El cambio climático acecha al vino

Los expertos apuntan que España será uno de los países que más sufrirá en el futuro porque el cambio climático se agrava en zonas deficitarias de agua. Un estudio elaborado por el Ministerio del Medio Ambiente en colaboración con la Universidad de Castilla La Mancha (Moreno, 2005) prevé una tendencia progresiva al incremento de las temperaturas medias a lo largo del siglo, especialmente en los meses de verano, de hasta 6 grados en 2100, y una menor precipitación acumulada anual en toda la península ibérica.

¿Cómo afecta al vino? Esta tendencia provoca un desequilibrio entre la madurez de la pulpa y del hollejo, es decir, entre los azúcares y los componentes aromáticos. Factor importante para el consumidor porque, traducido en términos de calidad, puede producir vinos desequilibrados, es decir, faltos de aromas, con exceso de alcohol, baja acidez y menos vida en botella. Vamos, la antítesis de un buen vino. Si tenemos en cuenta el incremento de fenómenos metereológicos extraños y accidentales que afectan al ciclo de la vid, parece que el panorama vitícola español debe estar prevenido y tomar precauciones. Porque igual que el cambio climático perjudica a España, otros países y zonas vitícolas donde antes no se elaboraba vinos de calidad (Reino Unido) o era incapaz que ciertas variedades madurasen (Pinot Noir en Alemania), ahora comienzan a hacerlo.  Visto así, el consumidor podría ampliar sus opciones de degustación a la vez que se incrementa  la competitividad de los mercados.

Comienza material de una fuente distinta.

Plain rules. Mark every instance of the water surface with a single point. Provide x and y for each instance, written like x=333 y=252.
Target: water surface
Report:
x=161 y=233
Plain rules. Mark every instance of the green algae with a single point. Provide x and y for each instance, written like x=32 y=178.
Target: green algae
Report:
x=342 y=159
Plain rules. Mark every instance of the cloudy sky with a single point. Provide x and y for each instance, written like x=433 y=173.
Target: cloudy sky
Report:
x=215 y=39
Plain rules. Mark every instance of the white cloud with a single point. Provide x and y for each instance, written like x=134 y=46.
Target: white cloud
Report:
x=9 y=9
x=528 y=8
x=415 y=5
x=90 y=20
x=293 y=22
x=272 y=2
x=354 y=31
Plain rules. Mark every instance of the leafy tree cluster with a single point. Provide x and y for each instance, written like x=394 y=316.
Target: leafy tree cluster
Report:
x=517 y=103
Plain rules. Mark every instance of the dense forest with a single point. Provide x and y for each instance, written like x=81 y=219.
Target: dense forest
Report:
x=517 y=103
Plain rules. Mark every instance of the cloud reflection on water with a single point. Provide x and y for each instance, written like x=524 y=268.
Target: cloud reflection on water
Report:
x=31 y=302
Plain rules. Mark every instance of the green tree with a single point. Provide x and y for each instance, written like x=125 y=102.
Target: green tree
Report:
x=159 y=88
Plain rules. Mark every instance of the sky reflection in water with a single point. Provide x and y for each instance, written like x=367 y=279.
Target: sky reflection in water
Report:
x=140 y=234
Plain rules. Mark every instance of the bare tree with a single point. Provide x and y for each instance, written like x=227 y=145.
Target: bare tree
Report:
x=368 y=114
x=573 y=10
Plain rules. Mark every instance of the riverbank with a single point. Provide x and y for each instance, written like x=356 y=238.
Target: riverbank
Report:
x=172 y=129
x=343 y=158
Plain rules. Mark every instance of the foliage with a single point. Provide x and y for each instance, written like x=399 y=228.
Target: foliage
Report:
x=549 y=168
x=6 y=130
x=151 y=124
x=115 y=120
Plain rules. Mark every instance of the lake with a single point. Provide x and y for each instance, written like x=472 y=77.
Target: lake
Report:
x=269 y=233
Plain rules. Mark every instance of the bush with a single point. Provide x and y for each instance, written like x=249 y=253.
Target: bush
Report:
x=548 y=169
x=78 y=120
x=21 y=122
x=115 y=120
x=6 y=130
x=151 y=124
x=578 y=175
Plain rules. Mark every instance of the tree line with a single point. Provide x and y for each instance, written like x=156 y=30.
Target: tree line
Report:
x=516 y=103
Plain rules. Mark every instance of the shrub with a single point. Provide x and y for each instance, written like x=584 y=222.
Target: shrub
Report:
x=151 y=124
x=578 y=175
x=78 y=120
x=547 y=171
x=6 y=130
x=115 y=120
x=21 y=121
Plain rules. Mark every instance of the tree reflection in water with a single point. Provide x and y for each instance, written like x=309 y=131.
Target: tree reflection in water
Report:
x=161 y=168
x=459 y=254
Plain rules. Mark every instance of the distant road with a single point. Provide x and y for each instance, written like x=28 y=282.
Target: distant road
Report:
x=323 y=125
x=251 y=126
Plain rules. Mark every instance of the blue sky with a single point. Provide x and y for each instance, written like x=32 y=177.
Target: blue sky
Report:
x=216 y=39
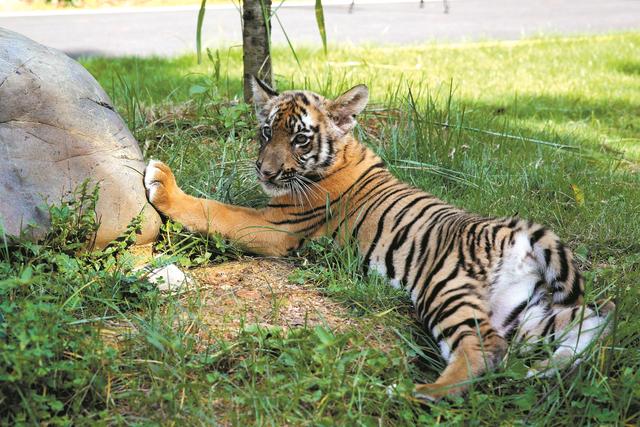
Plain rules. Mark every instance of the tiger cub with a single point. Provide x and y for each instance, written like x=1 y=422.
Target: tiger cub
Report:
x=476 y=282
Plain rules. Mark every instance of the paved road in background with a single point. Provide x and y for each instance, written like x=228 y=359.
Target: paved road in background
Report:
x=171 y=32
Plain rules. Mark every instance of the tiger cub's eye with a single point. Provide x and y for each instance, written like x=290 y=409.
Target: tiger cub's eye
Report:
x=266 y=133
x=301 y=139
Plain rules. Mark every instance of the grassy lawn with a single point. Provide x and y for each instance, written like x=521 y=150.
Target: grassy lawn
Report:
x=547 y=129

Agustín Santolaya (Bodegas Roda), comenta que, “aunque hasta ahora ha beneficiado a La Rioja porque ha madurado mejor la uva, las tornas pueden cambiar y debemos tener armas para prevenirlo. Un ejemplo es la aparición de nuevas plagas por el cambio en el ciclo de los insectos, como la polilla del racimo”. Para Mireia Torres (Bodegas Torres), “en nuestra zona se hace evidente, por ejemplo, en que se han reducido mucho las heladas”. Juan Gómez, ex-presidente de de la Asociación de Enólogos de España, cree que “habrá que ver en qué medida es perjudicial o beneficioso, la zona norte estará mejor preparada que el sur. El cambio climático traerá consigo nuevos planteamientos de prácticas enológicas permitidas como la desalcoholización parcial de los vinos”.

Iniciativas no faltan

En el año 2008, España puso en marcha Cenit Demeter (www.cenitdemeter.es), un consorcio integrado empresas españolas vinculadas al sector vitivinícola, de las cuales un 56% son bodegas y el 44% empresas de la industria auxiliar, y cuya gestión se articuló desde el Ministerio de Ciencia e Innovación a través  del CDTI (Centro para el Desarrollo Tecnológico Industrial. “Es el proyecto de investigación más importante en viticultura y enología jamás realizado en nuestro país, y necesario porque el cambio climático es una evidencia”, con esta contundencia se expresa José Ramón Lissarrague, director de proyectos de viticultura de Cenit Demeter. Y para confirmarlos nada mejor que los datos que aporta este experto investigador, “la vendimia se ha adelantado en los últimos años entre 10 y 15 días; la predicción del cultivo de la vid se podría desplazar hacia el norte entre 10 y 30 km. cada década, y el doble a partir del 2020”. Las líneas de investigación para prevenir las consecuencias del cambio climático se centran tanto en el viñedo (estudios genéticos, expresión aromática y fenólica, nuevas técnica de cultivo etc.), bodega (levaduras que produzcan menos alcohol, mejora de la acidez y la materia colorante, estabilidad de los vinos en el tiempo etc.), como en industrias auxiliares (reutilización de aguas residuales, vida del corcho etc.). Rosa Pedrosa, que ha sido directora del grupo de investigación en viticultura de la UPM de este proyecto, y que acaba de finalizar en marzo de este año, comenta que, “ha sido un duro trabajo para muchas de las empresas y centros de investigación, cuyos esfuerzos se centrarán a partir de ahora en la evaluación global de los resultados, elaboración de artículos y difusión de resultados”. Han trabajado con variedades en diferentes condiciones de riego y zonas climáticas comparando este cultivo, en condiciones de campo, con el cultivo en condiciones controladas de invernadero, donde se simulaban las supuestas condiciones térmicas que supone el cambio climático. “Tenemos ensayos de régimen hídrico, patrones, estrategias de cultivo, carga, tipo de poda, aclareo de racimos, sistemas de conducción…”. Esperemos los resultados.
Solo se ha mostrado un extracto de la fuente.